Rather than enlarging the scope of TKDL, I was hoping to see a concrete redressal mechanism for addressing the inadequacies. (By the way, TKDL has received scathing remarks even internationally). As I have opined in my paper, protecting TK entails international negotiations – rather than creation of a TKDL natured database. Hence, enlarging it’s scope is likely to be a futile endeavour.
(VI) TKDL will be appropriately utilized for defensive protection against wrong grant of patents through selective access to patent offices abroad under confidentiality agreements-
Given that the average cost of revoking a patent internationally lies anywhere in the range of $0.2-0.6 million, as a citizen of a developing country, I would rather expect scarce resources to be directed towards welfare endeavors rather than patent revocation proceedings (Just to clarify again, I am by no means suggesting that patent related biopiracy should be tolerated).
(VII) Initiatives for international co-operation in exploration of traditional health and wellness systems will be encouraged by introducing strategic research collaborations with reputed research centres –
After all the cynical comments, I wholeheartedly welcome this proposal by the IPR think tank. Infact, my eyes were searching for exactly the same worded policy.
The Merck- Costa Rican deal serves as a model agreement which India can explore and possibly replicate (obviously after weighing the pros and cons).
(The Merck- Costa Rican deal strikes the most amongst pharma-patent lawyers in the U.S. – I was personally told about it’s existence by none other than the Honorable Gerald Mossinghoff , who also mentored my LL.M. research.
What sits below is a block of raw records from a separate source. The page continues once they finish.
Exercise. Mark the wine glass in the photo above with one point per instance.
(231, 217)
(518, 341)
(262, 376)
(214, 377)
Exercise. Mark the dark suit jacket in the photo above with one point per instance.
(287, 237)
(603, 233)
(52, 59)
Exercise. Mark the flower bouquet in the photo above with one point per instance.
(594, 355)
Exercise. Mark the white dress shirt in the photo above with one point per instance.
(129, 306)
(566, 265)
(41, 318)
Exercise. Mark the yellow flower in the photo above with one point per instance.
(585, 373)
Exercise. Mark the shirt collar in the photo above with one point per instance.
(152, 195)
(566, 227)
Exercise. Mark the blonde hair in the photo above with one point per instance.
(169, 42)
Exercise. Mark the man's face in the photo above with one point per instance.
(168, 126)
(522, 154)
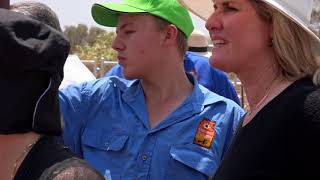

There is an interesting remark that he made, which goes at the root of India- U.S. IPR standoff. I may have discussed this with many of you. Being a public forum, I will restrain making his comments public. Patriotic Indian lawyers keen to know about his remarks should talk to me in person – you shall hear nothing but the truth!).
With this, I conclude my scathing analysis of the draft IPR policy- just the portion dealing with TK. The only words that come to my mind after reading this text of the Draft IPR Policy are “banality” and “indefinite“. Not to mention, a half-hearted attempt to write IP policy – which is likely to resonate for years to come.
Prashant Reddy aptly puts it- “ I for one pray that the wrong text has been leaked“. Let’s all pray during this pious period of Navaratri for a miracle to happen. (I am fasting for straight nine days for the Goddess to manifest and overturn this seemingly scholarly draft National IPR Policy!)